Das Humanvermögen ist die Gesamtheit der Daseins- und Sozialkompetenzen des Menschen, die dem Erwerb von beruflichen Fachkompetenzen voraus liegen. 21 Sie werden in der frühen Kindheit in der Familie erworben. Hier werden die Weichen gestellt für die moralischen und emotionalen Orientierungen des Heranwachsenden, für seine Lern- und Leistungsbereitschaft, seine Kommunikations- und Bindungsfähigkeit, seine Zuverlässigkeit und Arbeitsmotivation, seine Konflikt- und Kompromissfähigkeit und seine Bereitschaft zur Gründung einer eigenen Familie, zur Weitergabe des Lebens und zur Übernahme von Verantwortung für andere. Hier wird über den Erfolg im schulischen und beruflichen Erziehungs- und Ausbildungssystem, auf dem Arbeitsmarkt und in der Bewältigung des Lebens mitentschieden.

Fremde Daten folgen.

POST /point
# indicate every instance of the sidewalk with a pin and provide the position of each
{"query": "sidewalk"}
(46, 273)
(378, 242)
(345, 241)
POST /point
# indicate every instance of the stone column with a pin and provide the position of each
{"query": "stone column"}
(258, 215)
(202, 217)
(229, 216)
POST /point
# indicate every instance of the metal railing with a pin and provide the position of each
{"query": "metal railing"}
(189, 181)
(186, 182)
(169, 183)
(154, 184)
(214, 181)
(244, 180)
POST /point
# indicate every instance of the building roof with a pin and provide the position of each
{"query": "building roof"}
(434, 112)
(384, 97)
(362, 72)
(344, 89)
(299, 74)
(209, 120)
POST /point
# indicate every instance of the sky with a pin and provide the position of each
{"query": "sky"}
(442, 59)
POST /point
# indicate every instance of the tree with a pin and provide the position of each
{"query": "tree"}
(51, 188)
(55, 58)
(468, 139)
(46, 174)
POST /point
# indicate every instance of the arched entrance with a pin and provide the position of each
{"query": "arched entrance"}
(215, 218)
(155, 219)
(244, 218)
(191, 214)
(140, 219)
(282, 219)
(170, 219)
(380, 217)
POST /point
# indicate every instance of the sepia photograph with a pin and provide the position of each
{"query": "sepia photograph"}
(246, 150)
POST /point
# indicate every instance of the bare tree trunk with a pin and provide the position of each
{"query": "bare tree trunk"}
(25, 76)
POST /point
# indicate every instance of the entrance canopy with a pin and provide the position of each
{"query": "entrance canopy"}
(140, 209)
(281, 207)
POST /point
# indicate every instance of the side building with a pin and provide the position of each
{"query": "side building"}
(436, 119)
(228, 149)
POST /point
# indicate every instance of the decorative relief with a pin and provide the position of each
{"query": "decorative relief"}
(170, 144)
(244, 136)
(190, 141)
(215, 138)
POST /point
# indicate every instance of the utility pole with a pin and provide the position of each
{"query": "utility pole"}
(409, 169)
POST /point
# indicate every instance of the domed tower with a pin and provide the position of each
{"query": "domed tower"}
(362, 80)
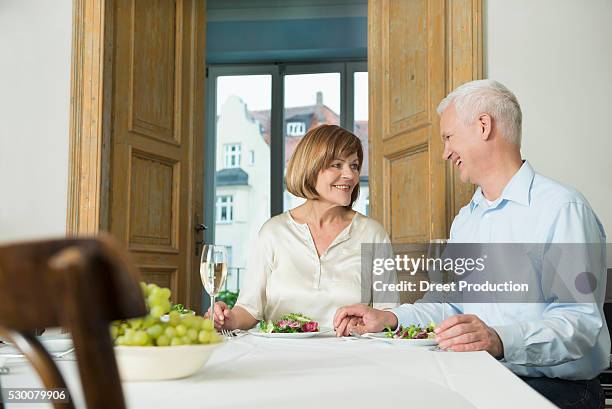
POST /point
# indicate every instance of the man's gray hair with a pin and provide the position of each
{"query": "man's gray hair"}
(487, 97)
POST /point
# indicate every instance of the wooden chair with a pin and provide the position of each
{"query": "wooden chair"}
(81, 285)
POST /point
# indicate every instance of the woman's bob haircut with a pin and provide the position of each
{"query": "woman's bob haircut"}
(315, 152)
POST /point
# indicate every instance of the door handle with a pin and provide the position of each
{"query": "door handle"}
(199, 227)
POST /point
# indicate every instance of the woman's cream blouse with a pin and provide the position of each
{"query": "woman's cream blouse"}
(285, 273)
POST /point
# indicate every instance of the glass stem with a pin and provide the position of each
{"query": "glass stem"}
(212, 307)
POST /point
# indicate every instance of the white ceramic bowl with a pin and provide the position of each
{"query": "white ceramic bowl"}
(56, 343)
(160, 363)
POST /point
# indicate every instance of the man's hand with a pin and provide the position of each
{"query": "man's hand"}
(466, 332)
(361, 319)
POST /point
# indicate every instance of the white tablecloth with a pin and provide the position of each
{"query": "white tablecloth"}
(323, 372)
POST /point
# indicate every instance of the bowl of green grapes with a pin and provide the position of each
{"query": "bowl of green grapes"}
(164, 344)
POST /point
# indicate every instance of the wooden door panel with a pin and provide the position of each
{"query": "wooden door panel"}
(154, 182)
(407, 202)
(156, 138)
(414, 193)
(405, 60)
(153, 66)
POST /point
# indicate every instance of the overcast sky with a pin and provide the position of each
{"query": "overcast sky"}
(300, 90)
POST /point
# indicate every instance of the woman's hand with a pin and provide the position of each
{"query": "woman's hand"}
(360, 318)
(222, 316)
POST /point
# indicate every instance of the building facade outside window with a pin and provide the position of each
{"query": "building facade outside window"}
(225, 209)
(251, 157)
(232, 155)
(296, 128)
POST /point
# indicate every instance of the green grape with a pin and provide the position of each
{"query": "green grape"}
(129, 338)
(151, 331)
(140, 337)
(136, 323)
(162, 341)
(174, 318)
(157, 311)
(181, 330)
(156, 298)
(208, 325)
(166, 305)
(166, 292)
(155, 331)
(149, 321)
(170, 332)
(192, 334)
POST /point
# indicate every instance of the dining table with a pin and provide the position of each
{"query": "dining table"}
(251, 371)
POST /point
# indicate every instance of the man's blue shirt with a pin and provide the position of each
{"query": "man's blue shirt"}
(564, 340)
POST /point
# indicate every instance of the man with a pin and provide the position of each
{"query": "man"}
(557, 349)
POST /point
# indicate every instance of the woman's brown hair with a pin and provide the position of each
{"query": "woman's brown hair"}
(315, 152)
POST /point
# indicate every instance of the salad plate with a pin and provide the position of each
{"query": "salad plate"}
(402, 341)
(414, 335)
(293, 325)
(259, 333)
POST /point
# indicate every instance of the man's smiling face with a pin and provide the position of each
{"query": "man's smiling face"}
(462, 145)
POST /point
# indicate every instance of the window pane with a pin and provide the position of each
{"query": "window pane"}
(360, 127)
(310, 100)
(242, 186)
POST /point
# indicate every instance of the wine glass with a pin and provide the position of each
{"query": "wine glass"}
(435, 251)
(213, 271)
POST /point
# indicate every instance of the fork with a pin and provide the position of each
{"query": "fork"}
(229, 334)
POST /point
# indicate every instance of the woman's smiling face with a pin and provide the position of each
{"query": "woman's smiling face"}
(335, 183)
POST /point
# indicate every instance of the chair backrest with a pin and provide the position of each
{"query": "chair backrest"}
(81, 285)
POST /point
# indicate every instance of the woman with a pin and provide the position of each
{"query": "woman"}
(308, 259)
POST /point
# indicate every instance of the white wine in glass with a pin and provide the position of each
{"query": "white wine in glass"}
(213, 270)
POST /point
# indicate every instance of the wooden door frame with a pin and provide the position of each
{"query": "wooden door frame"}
(463, 63)
(91, 95)
(90, 114)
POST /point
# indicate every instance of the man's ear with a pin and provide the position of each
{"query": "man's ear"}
(484, 124)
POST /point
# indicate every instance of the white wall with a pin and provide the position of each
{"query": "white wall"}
(35, 49)
(556, 55)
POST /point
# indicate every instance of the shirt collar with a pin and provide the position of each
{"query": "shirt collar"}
(517, 190)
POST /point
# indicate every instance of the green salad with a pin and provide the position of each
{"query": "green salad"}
(289, 323)
(413, 331)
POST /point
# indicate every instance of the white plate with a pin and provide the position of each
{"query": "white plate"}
(56, 343)
(258, 333)
(401, 341)
(52, 343)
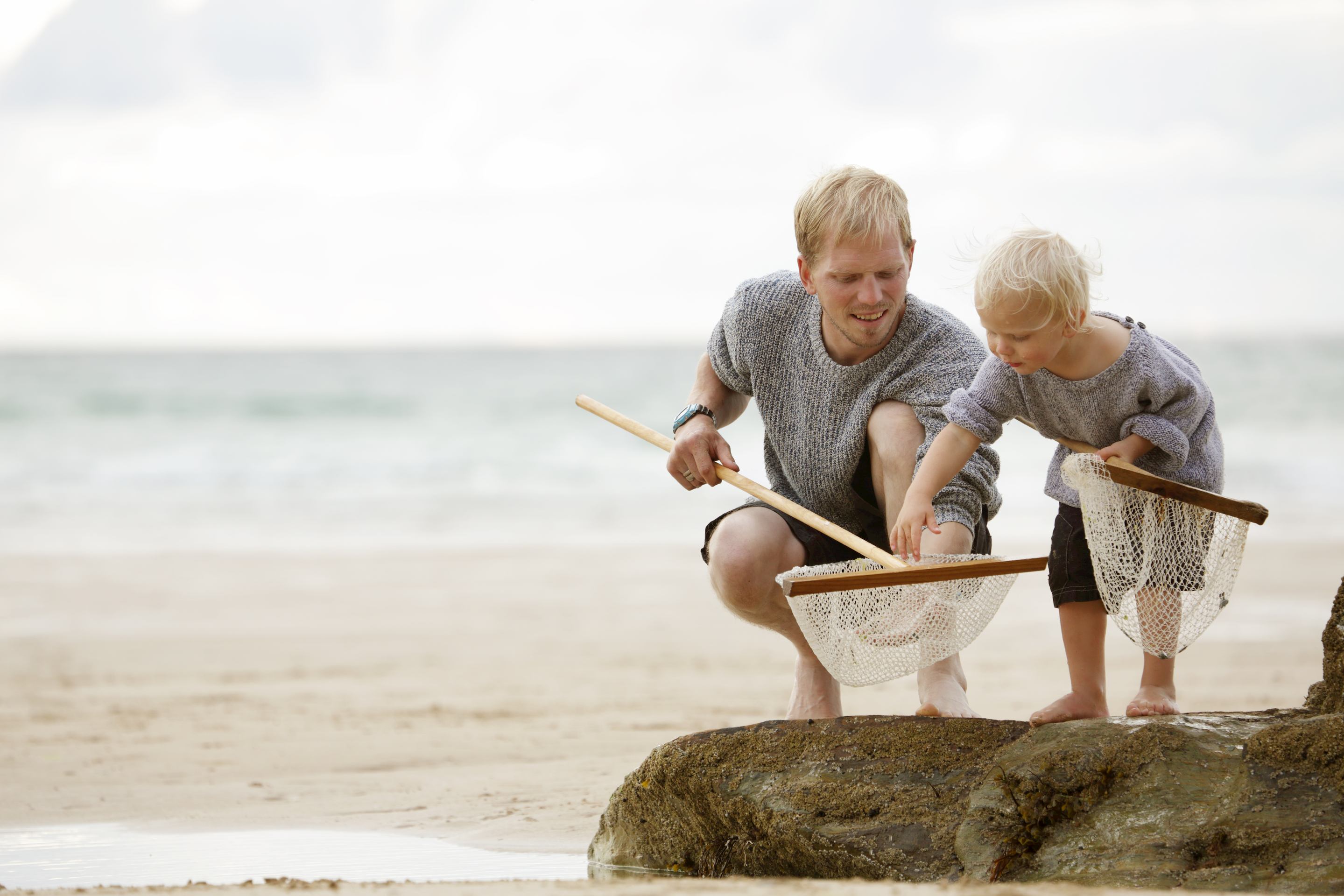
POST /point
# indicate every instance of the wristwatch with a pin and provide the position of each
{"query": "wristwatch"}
(689, 411)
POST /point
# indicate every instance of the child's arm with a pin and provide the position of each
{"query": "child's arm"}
(1131, 448)
(945, 459)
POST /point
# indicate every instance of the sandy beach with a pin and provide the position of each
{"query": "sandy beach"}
(491, 699)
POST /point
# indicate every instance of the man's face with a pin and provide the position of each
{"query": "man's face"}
(862, 289)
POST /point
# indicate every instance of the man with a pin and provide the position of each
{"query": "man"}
(850, 375)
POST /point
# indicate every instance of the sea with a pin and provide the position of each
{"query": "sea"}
(472, 449)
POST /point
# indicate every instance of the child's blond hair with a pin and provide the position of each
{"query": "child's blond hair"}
(1038, 268)
(850, 203)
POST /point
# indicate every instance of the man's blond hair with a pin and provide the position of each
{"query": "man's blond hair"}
(849, 203)
(1039, 269)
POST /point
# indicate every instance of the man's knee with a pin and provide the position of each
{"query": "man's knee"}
(955, 539)
(748, 550)
(893, 425)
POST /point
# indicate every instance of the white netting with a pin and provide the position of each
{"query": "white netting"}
(1164, 567)
(877, 635)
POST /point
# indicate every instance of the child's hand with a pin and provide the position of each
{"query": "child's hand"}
(916, 514)
(1128, 449)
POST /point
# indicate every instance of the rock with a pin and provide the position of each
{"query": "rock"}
(1327, 695)
(1211, 801)
(1205, 801)
(852, 797)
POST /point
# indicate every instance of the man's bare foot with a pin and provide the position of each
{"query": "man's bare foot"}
(1072, 706)
(943, 691)
(816, 695)
(1152, 700)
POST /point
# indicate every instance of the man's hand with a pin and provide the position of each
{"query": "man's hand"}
(916, 514)
(697, 448)
(1128, 449)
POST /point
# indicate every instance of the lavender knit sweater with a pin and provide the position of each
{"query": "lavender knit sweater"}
(768, 344)
(1152, 390)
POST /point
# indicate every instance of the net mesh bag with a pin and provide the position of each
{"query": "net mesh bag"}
(1164, 567)
(875, 635)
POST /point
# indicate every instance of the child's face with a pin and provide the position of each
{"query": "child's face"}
(1022, 339)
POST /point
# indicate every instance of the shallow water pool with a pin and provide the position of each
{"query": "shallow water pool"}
(116, 855)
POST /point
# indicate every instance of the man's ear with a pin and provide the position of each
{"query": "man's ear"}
(805, 276)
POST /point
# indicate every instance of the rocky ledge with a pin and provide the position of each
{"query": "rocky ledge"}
(1211, 801)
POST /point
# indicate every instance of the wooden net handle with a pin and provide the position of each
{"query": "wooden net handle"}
(1127, 473)
(754, 489)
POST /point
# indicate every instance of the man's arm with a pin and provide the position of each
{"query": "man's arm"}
(698, 442)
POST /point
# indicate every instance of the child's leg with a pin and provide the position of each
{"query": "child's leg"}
(1159, 621)
(1083, 621)
(1084, 628)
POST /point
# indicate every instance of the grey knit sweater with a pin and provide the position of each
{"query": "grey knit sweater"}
(768, 344)
(1152, 390)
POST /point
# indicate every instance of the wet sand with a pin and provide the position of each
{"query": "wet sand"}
(488, 699)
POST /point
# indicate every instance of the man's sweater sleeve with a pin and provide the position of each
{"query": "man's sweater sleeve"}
(992, 398)
(1175, 398)
(729, 347)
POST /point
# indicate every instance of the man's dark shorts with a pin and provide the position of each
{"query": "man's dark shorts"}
(1072, 577)
(822, 549)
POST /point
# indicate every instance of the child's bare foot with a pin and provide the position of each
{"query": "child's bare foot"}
(816, 695)
(1152, 700)
(943, 691)
(1072, 706)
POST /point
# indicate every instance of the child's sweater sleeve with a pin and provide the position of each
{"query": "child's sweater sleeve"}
(992, 398)
(1174, 402)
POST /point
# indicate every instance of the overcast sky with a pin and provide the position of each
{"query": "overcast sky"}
(354, 172)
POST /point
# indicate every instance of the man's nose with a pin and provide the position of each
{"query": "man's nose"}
(869, 290)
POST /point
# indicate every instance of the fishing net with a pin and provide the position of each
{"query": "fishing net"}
(1164, 569)
(875, 635)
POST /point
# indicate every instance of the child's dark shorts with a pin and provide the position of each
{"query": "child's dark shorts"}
(1070, 570)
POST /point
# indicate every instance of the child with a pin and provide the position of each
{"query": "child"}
(1088, 377)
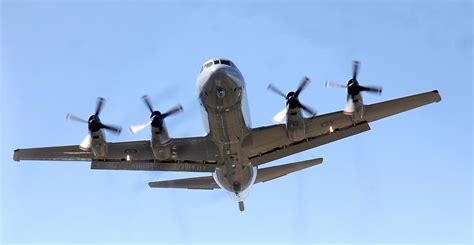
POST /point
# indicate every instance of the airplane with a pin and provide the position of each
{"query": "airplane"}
(231, 152)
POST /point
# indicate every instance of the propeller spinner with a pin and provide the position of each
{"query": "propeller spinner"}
(292, 100)
(94, 124)
(156, 117)
(353, 87)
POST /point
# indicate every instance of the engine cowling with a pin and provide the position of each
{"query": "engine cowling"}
(160, 142)
(295, 125)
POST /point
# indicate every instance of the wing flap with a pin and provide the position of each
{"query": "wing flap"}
(201, 183)
(270, 173)
(60, 153)
(153, 166)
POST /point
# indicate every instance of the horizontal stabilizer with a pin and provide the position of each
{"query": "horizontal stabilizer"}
(203, 183)
(266, 174)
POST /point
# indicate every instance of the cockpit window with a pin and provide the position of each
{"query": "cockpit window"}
(225, 62)
(208, 64)
(216, 62)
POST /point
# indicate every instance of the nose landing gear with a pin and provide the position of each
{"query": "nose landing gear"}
(241, 206)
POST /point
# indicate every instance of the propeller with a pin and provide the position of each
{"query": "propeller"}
(94, 124)
(292, 100)
(156, 118)
(353, 87)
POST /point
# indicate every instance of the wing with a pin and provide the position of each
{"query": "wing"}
(202, 183)
(271, 142)
(195, 154)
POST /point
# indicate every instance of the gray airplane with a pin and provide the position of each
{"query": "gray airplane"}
(231, 152)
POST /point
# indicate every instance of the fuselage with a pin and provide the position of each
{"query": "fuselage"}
(221, 92)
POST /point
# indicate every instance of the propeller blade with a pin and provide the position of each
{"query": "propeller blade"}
(137, 128)
(147, 101)
(330, 84)
(172, 111)
(271, 87)
(355, 69)
(308, 109)
(113, 129)
(86, 143)
(371, 89)
(72, 117)
(280, 116)
(304, 82)
(99, 106)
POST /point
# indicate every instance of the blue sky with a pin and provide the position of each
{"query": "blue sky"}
(408, 180)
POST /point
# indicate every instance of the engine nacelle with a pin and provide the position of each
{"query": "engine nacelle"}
(98, 144)
(160, 142)
(295, 124)
(355, 107)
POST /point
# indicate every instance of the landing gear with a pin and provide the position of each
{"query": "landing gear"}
(241, 206)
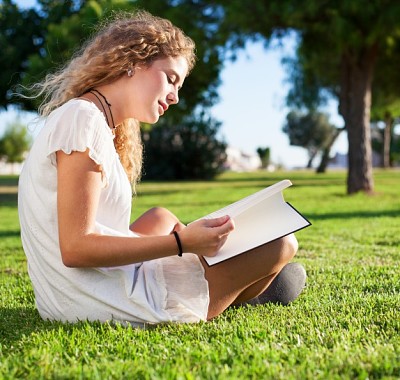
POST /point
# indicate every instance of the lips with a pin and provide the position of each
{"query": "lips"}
(163, 105)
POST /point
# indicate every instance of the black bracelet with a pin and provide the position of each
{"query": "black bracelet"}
(178, 241)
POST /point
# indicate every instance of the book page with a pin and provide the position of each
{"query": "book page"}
(256, 224)
(234, 209)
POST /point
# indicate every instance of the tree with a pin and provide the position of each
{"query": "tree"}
(61, 36)
(14, 143)
(23, 34)
(341, 44)
(189, 150)
(265, 156)
(311, 131)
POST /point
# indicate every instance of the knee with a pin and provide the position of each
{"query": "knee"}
(288, 247)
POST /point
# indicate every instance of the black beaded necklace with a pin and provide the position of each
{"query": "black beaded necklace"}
(95, 92)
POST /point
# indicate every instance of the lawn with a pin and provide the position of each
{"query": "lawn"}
(345, 325)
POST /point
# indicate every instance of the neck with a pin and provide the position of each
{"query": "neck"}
(106, 106)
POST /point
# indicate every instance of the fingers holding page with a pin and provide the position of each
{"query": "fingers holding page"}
(206, 236)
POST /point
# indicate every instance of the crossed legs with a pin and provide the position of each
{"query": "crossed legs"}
(236, 280)
(245, 276)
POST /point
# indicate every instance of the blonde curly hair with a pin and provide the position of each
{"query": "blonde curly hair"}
(120, 44)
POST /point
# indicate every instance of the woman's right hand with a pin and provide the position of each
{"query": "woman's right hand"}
(205, 237)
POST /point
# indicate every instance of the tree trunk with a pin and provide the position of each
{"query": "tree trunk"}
(327, 151)
(387, 134)
(355, 107)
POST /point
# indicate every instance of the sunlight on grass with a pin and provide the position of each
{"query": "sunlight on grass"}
(345, 325)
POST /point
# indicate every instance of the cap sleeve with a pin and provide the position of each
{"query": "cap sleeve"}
(78, 126)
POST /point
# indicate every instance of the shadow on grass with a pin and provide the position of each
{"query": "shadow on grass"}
(17, 322)
(354, 214)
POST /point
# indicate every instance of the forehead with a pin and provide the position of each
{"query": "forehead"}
(178, 65)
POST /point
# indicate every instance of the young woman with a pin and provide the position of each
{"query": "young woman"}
(75, 193)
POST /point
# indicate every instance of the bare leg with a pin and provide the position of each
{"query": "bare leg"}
(156, 221)
(247, 275)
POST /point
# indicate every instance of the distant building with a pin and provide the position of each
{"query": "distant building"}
(239, 161)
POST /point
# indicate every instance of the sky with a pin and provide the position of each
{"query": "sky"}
(251, 107)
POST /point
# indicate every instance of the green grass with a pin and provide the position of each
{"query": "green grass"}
(345, 325)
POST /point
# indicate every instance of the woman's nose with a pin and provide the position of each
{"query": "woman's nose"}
(173, 98)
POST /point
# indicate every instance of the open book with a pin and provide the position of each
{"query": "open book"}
(259, 218)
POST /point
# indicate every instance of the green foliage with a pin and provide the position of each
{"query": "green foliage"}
(15, 142)
(345, 325)
(188, 150)
(311, 131)
(22, 35)
(341, 46)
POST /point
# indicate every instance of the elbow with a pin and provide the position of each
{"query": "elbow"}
(71, 256)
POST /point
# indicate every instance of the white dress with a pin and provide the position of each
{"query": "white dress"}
(162, 290)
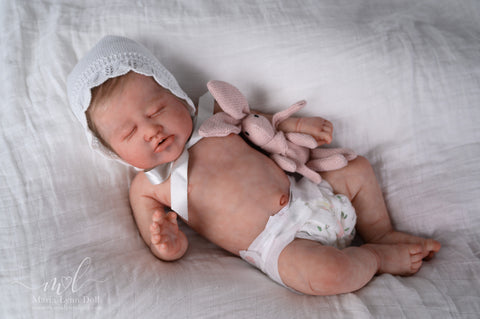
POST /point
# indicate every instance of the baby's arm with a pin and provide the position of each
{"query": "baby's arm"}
(320, 128)
(159, 230)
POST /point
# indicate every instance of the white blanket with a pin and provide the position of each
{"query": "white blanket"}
(400, 80)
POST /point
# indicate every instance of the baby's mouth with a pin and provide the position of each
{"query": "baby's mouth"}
(164, 143)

Die entscheidende Phase für die Entstehung dieses Humanvermögens ist die frühe Kindheit. Die Verhaltensbiologie und die Entwicklungspsychologie haben die Bedeutung dieser Phase, die nicht zwingend, aber doch in der Regel an die biologische Familie gebunden ist, die im Ausnahmefall auch von einer Adoptionsfamilie, nie aber von Betreuungseinrichtungen mit Gruppenbetreuung und wechselndem Betreuungspersonal gemeistert werden kann, immer wieder unterstrichen - sowohl positiv im Hinblick auf die Reifung der Persönlichkeit als auch negativ im Hinblick auf das Scheitern einer solchen Reifung als Folge frühkindlicher Betreuungs- und Bindungsmängel. Was die Verhaltensbiologie, die Psychologie und auch die Kinderheilkunde schon vor mehr als einer Generation wussten und auch verkündeten, 22 hat die Hirnforschung in den vergangenen Jahren bestätigt: "Frühe emotionale Erfahrungen werden im Hirn verankert, sichere emotionale Bindungsbeziehungen sind die Voraussetzungen für eine optimale Hirnentwicklung. Störungen stellen für Kinder Belastungen dar, die sie umso weniger bewältigen können, je früher sie auftreten. Sie führen zu einer massiven und lang anhaltenden Aktivierung stressintensiver Regelkreise im kindlichen Gehirn" (Gerald Hüther). Und auch der Hirnforscher zieht daraus den Schluss, die elterliche Erziehungskompetenz zu stärken. 23 Wer diese Erkenntnisse nicht völlig ignoriert, kann nur zu dem Ergebnis kommen, dass Kindertagesstätten allenfalls der Notaufnahme von Kindern in Not geratener Mütter, nicht aber der Zwischenlagerung von Störenfrieden berufstätiger Eltern dienen können. Wenn die Bedürfnisse des Kindes und seine Entfaltungsbedingungen nicht völlig verdrängt werden, dann darf Familienpolitik nicht zu einem Instrument der Arbeitsmarktpolitik verkümmern. Dies aber ist gegenwärtig der Fall - unter Ursula von derLeyen nicht weniger als unter Renate Schmidt.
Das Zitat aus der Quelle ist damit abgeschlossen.